Glad to have you here!! 
If we get enough Michiganders I'll host a few build sesions.


----------



## sharpobject (May 7, 2008)

Hi MichWhiteTiger - and welcome !!


----------



## Spookineer (Aug 20, 2006)

Welcome and good luck!


----------



## Lilly (Jun 13, 2006)

welcome mwt..
hope you post pics of your haunt when available..
congrats to you


----------



## Bloodhound (Oct 16, 2007)

Welcome to the forum


----------



## Spooklights (Jul 4, 2006)

Hi!
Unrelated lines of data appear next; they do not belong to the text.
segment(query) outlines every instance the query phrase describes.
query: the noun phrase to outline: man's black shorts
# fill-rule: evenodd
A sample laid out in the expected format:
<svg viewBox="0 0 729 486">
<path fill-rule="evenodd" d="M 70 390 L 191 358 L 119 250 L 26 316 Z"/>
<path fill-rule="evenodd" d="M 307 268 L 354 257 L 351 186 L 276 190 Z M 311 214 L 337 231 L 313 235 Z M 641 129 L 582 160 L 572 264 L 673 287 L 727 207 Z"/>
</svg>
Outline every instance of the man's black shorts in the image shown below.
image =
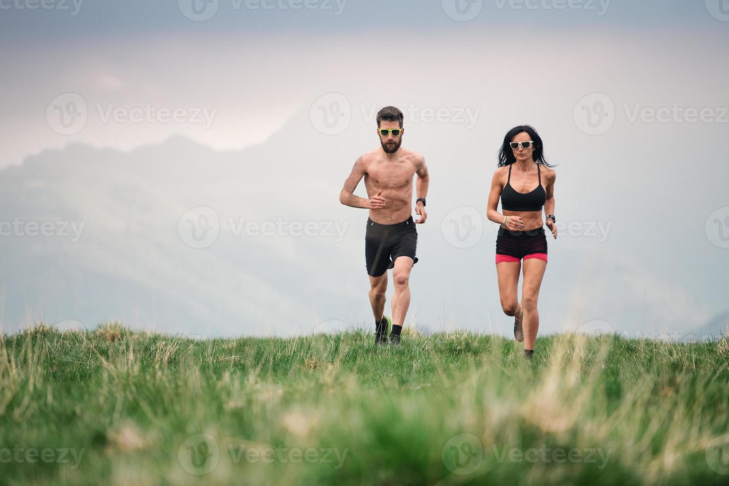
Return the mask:
<svg viewBox="0 0 729 486">
<path fill-rule="evenodd" d="M 379 277 L 394 267 L 398 256 L 410 256 L 413 264 L 418 262 L 415 248 L 418 245 L 418 232 L 413 216 L 402 223 L 380 224 L 367 219 L 364 233 L 364 257 L 367 273 L 371 277 Z"/>
</svg>

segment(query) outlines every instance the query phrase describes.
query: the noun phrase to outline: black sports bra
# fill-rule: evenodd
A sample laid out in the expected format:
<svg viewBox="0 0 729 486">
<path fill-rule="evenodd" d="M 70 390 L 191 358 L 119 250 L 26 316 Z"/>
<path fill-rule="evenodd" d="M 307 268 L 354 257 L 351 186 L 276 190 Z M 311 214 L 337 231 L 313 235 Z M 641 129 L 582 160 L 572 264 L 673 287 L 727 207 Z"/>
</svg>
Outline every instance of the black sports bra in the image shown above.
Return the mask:
<svg viewBox="0 0 729 486">
<path fill-rule="evenodd" d="M 541 164 L 537 164 L 539 185 L 526 193 L 517 192 L 511 187 L 512 165 L 513 164 L 509 165 L 509 178 L 507 179 L 506 185 L 504 186 L 504 190 L 502 191 L 502 209 L 515 211 L 542 211 L 542 206 L 547 200 L 547 193 L 542 187 L 542 171 L 539 169 Z"/>
</svg>

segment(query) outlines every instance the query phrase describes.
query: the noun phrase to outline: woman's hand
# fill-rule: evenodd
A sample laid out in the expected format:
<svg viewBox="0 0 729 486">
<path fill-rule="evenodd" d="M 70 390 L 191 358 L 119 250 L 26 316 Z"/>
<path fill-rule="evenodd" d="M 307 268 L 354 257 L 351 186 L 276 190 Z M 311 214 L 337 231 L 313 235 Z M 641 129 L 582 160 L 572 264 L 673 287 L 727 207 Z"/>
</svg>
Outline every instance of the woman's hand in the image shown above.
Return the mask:
<svg viewBox="0 0 729 486">
<path fill-rule="evenodd" d="M 557 225 L 554 224 L 554 220 L 552 218 L 547 218 L 547 227 L 552 230 L 552 236 L 554 239 L 557 239 Z"/>
<path fill-rule="evenodd" d="M 524 222 L 518 216 L 507 216 L 502 226 L 511 231 L 521 231 L 524 229 Z"/>
</svg>

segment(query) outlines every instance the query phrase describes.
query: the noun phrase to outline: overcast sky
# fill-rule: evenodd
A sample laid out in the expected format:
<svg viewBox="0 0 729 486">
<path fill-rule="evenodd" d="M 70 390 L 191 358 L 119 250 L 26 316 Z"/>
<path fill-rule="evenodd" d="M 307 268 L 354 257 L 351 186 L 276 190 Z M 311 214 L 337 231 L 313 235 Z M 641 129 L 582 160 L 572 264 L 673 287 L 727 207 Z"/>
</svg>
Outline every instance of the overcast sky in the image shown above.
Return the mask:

Welcome to the forum!


----------



## slightlymad (May 25, 2006)

Howldy


----------



## Wyatt Furr (Jun 5, 2006)

Howdy and Welcome


----------



## Vlad (Aug 2, 2005)

Welcome aboard MWT


----------



## pyro (Oct 7, 2006)

hello and welcome


----------



## Hellvin (Jul 6, 2008)

Welcome MWT


----------



## CreepyCanmore (Mar 27, 2007)

Welcome and have fun.


----------



## turtle2778 (Jul 9, 2006)

WOW, what an ambitious project I hope it works out for you. Welcome to the Forum its a great place. Oh and HELLO.


----------



## Ghostess (Aug 21, 2005)

Welcome!


----------



## The_Caretaker (Mar 6, 2007)

From one michigander to another welcome


----------



## choman77034 (Sep 11, 2008)

You've come to the right place! There is a WEALTH of haunt knowledge on these boards!


----------